I'm trying to compute the 2 major principal components from a dataset in C++ with Eigen.
The way I do it at the moment is to normalize the data between [0, 1]
and then center the mean. After that I compute the covariance matrix and run an eigenvalue decomposition on it. I know SVD is faster, but I'm confused about the computed components.
Here is the major code about how I do it (where traindata
is my MxN sized input matrix):
Eigen::VectorXf normalize(Eigen::VectorXf vec) {
for (int i = 0; i < vec.size(); i++) { // normalize each feature.
vec[i] = (vec[i] - minCoeffs[i]) / scalingFactors[i];
}
return vec;
}
// Calculate normalization coefficients (globals of type Eigen::VectorXf).
maxCoeffs = traindata.colwise().maxCoeff();
minCoeffs = traindata.colwise().minCoeff();
scalingFactors = maxCoeffs - minCoeffs;
// For each datapoint.
for (int i = 0; i < traindata.rows(); i++) { // Normalize each datapoint.
traindata.row(i) = normalize(traindata.row(i));
}
// Mean centering data.
Eigen::VectorXf featureMeans = traindata.colwise().mean();
Eigen::MatrixXf centered = traindata.rowwise() - featureMeans;
// Compute the covariance matrix.
Eigen::MatrixXf cov = centered.adjoint() * centered;
cov = cov / (traindata.rows() - 1);
Eigen::SelfAdjointEigenSolver<Eigen::MatrixXf> eig(cov);
// Normalize eigenvalues to make them represent percentages.
Eigen::VectorXf normalizedEigenValues = eig.eigenvalues() / eig.eigenvalues().sum();
// Get the two major eigenvectors and omit the others.
Eigen::MatrixXf evecs = eig.eigenvectors();
Eigen::MatrixXf pcaTransform = evecs.rightCols(2);
// Map the dataset in the new two dimensional space.

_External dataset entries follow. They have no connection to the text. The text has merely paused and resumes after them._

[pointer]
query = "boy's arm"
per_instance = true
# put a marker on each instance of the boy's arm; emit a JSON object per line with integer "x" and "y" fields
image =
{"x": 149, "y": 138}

traindata = traindata * pcaTransform;
The result of this code is something like this:
To confirm my results, I tried the same with WEKA. So what I did is to use the normalize and the center filter, in this order. Then the principal component filter and save + plot the output. The result is this:
Technically I should have done the same, however the outcome is so different. Can anyone see if I made a mistake?